Dan Thorne • Oct 28, 2021

Are most behavioral health organizations happy with their electronic health record system (EHR)? Recently, Open Minds conducted a National Behavioral Health EHR Survey. They asked over 8000 behavioral health provider organizations, including small ($1-5M annual revenue) organizations as well as large organizations (over $5M). The four areas they reviewed were the clinical, scheduling, billing, and reporting/analytics functions of EHR's. Their results were broken into four categories:


1.     Above 25% of providers were going to purchase an EHR soon, including 21% who wanted to switch their EHR. Of those agencies that had not purchased an EHR yet, the main reason was that it was too expensive.

2.     Of those who had an implemented EHR, almost 2/3 of the responders stated it took between 3-12 months to fully implement their EHR systems. The main reason that those systems were not fully implemented was that the EHR's functionality was not what the customer needed.   

3.     While over 53% of the organizations stated have stayed with their current EHR because it meets their needs, the rest found other reasons to not change.  25% of companies stated concerns with implementation challenges, such as more cost and staff time.

4.     Organizations stated that the functionality of their EHR was not meeting their company’s needs.

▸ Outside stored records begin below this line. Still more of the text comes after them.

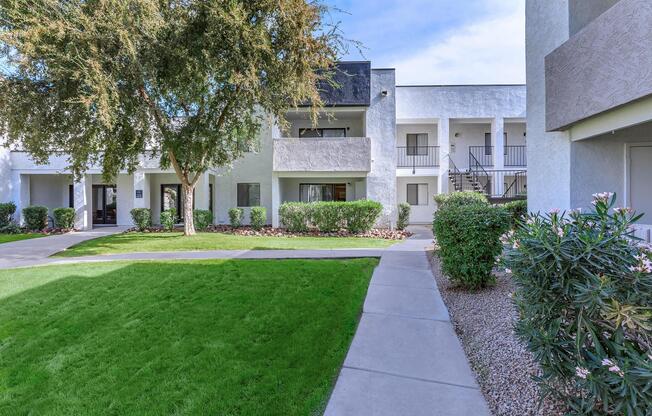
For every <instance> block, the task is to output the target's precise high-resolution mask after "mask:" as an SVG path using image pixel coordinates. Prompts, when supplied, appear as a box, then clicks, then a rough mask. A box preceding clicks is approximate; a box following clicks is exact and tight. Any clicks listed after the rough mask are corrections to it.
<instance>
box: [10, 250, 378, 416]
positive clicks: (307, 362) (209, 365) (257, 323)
mask: <svg viewBox="0 0 652 416" xmlns="http://www.w3.org/2000/svg"><path fill="white" fill-rule="evenodd" d="M376 264H377V261H376V260H371V259H359V260H348V261H336V260H284V261H268V260H247V261H242V260H220V261H209V260H206V261H173V262H134V263H125V262H120V263H103V264H97V263H96V264H84V265H81V264H80V265H74V266H50V267H43V268H33V269H24V270H14V271H11V272H12V273H14V274H16V273H18V274H19V275H21V274H22V275H25V276H27V275H31V276H32V278H38V276H41V277H47V278H55V279H56V280H54V281H48V282H46V283H44V284H42V285H41V286H37V287H32V288H29V289H26V290H24V291H22V292H20V293H15V294H14V295H12V296H10V297H7V298H5V299H2V300H0V345H1V346H2V360H0V385H2V386H3V390H4V392H3V394H2V395H0V413H7V414H8V413H11V414H27V413H33V414H44V413H52V412H53V411H55V409H56V411H58V412H60V413H61V414H88V415H92V414H104V413H105V411H106V409H109V408H110V409H112V412H115V413H116V414H136V415H138V414H170V413H177V414H247V415H271V414H279V415H293V414H297V415H298V414H315V413H319V412H320V411H322V410H323V406H324V404H325V403H326V400H327V396H328V393H329V392H330V389H331V388H332V385H333V383H334V381H335V378H336V377H337V373H338V370H339V367H340V365H341V364H342V362H343V360H344V356H345V354H346V351H347V349H348V346H349V344H350V341H351V338H352V336H353V333H354V331H355V327H356V325H357V320H358V317H359V314H360V312H361V308H362V302H363V299H364V295H365V293H366V289H367V286H368V284H369V280H370V277H371V273H372V271H373V268H374V267H375V266H376ZM3 277H6V276H3V274H2V273H0V279H2V278H3ZM19 277H20V276H19Z"/></svg>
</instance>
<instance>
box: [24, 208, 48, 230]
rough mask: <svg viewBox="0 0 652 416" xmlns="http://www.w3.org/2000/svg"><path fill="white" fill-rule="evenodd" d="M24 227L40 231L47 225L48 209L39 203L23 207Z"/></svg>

The major concerns in this area were the EHR's ability to have client portals, mobile functionality, value-based reporting, electronic visit verification, and telehealth capabilities. While the systems met companies’ clinical, scheduling, and billing needs, reporting and analytics still needed improvement.



Why the dissatisfaction with EHR’s?


There is a trend among EHR's to decide what is important to behavioral health organizations. For most EHR customers, offering the basics of documentation, scheduling, and billing gives them the primary tools they need. But when it comes to analyzing the data, making sense of the customer’s population, and running reports, EHR’s fall short. One large county currently in California can’t run reports because its nationwide EHR can’t run them, hasn’t been able to for months, and doesn’t see a timetable for correction. Another EHR is asked frequently by its customers to assist with obtaining data and is told, “We just can’t do that.” And finally, when customers want to add functionality to their systems, such as clinical decision making or treatment software capabilities, EHR's simply aren’t listening.


The EHR industry seems to be dictating what customers need, rather than the other way around. But changing an EHR is liking moving; too complicated and hard to find another home. Should a customer be satisfied with an inept EHR? Hopefully, more behavioral health organizations will demand changes to their existing systems or look elsewhere. Otherwise, surveys like the one from Open Minds will continue to show how the EHR business doesn’t meet their client needs.